I am specifying this http://www.benjaminmoore.com:80/bmpsweb/DownloadBinary?fileName=TDS_M45-M46en.pdf&nodeId=BEA+Repository%2F16351&propertyId=BEA+Repository%2F16351%2Fdata_sheet_file_en_US

For some heavily rusted exterior support poles. I plan to treat with rust converter, one coat, and two coats of this. I find oil based DTM antirust coatings are okay, but do not hold back rush for long in most cases.


----------



## Einhorn (Jun 12, 2011)

Thanks for the reply.

I understand why Epoxy would be out of the picture if it doesn't like UV.

But what's the issue then with standard oil-based metal paint, if oil-based paint is still available? I've seen that it holds up well over many years if the metal is properly prepared.

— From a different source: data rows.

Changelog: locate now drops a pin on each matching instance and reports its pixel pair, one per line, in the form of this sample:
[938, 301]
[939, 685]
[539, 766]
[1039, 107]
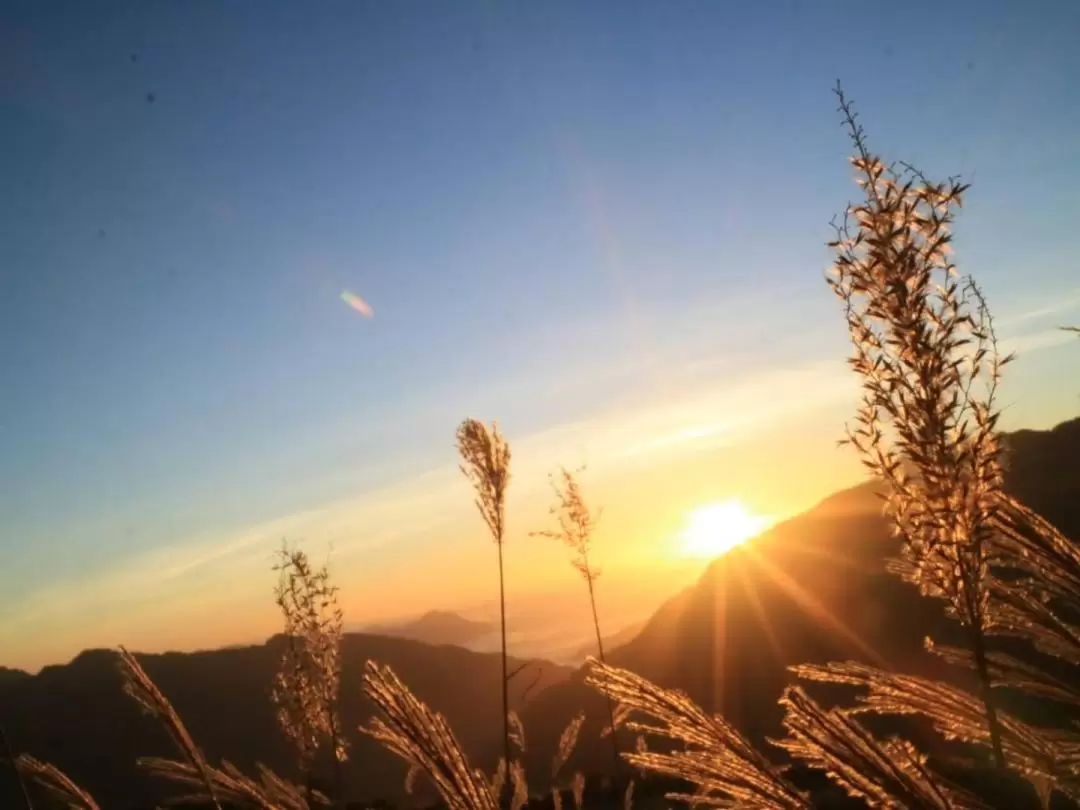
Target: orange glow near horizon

When you say a urethane system is "gonna cost me", whats a rough multiple...ie roughly 2x the cost or regular oil-based metal paint, or is it 10x the cost?

Thanks again.


----------



## hammerheart14 (May 29, 2010)

Einhorn said:


> Thanks for the reply.
> 
> I understand why Epoxy would be out of the picture if it doesn't like UV.
> 
> ...


you don't want oil based paint, you want an oil based INDUSTRIAL ENAMEL! Some industrial coating have a urethane modified coating, which is just a "step" up from regular industrial coatings.


----------



## hammerheart14 (May 29, 2010)

DeanV said:


> I am specifying this http://www.benjaminmoore.com:80/bmpsweb/DownloadBinary?fileName=TDS_M45-M46en.pdf&nodeId=BEA+Repository%2F16351&propertyId=BEA+Repository%2F16351%2Fdata_sheet_file_en_US
> 
> For some heavily rusted exterior support poles. I plan to treat with rust converter, one coat, and two coats of this. I find oil based DTM antirust coatings are okay, but do not hold back rush for long in most cases.


this product is basically the same as a DTM. Here's what I would use over a good quality rust inhibitive primer:http://www.prattandlambert.com/pdf/product-data-sheets/6610.pdf. 

primer: http://www.prattandlambert.com/pdf/product-data-sheets/6630.pdf


----------



## pacificpainters.com (May 5, 2011)

*Maintainance system*

First thing that should be established, there is no such thing as a rust converter and no evidence that any of these converters do anything more then change the colour of the rust.

Second, if you have rust it means that the anodic elements of the metal have started to oxidise and react to the cathodic elements within the metal. There is no stopping it now, the best thing is to avoid the metal from starting this process but ounce it starts that's it. the metal WILL corrode and you can only slow it now.

Epoxy is the worst thing you can do because it is such a touch coating the corrosion will occur under the paint and it won't be until the paint cracks apart that you will know that it is corroding again.

The solution is a two fold maintenance system, first a cathodic protection of a sacrificial coating such as Zinc. It is imperative that you first remove most of the rust if not all the rust. But do not use rust converter as it will create a for the cathodic protection.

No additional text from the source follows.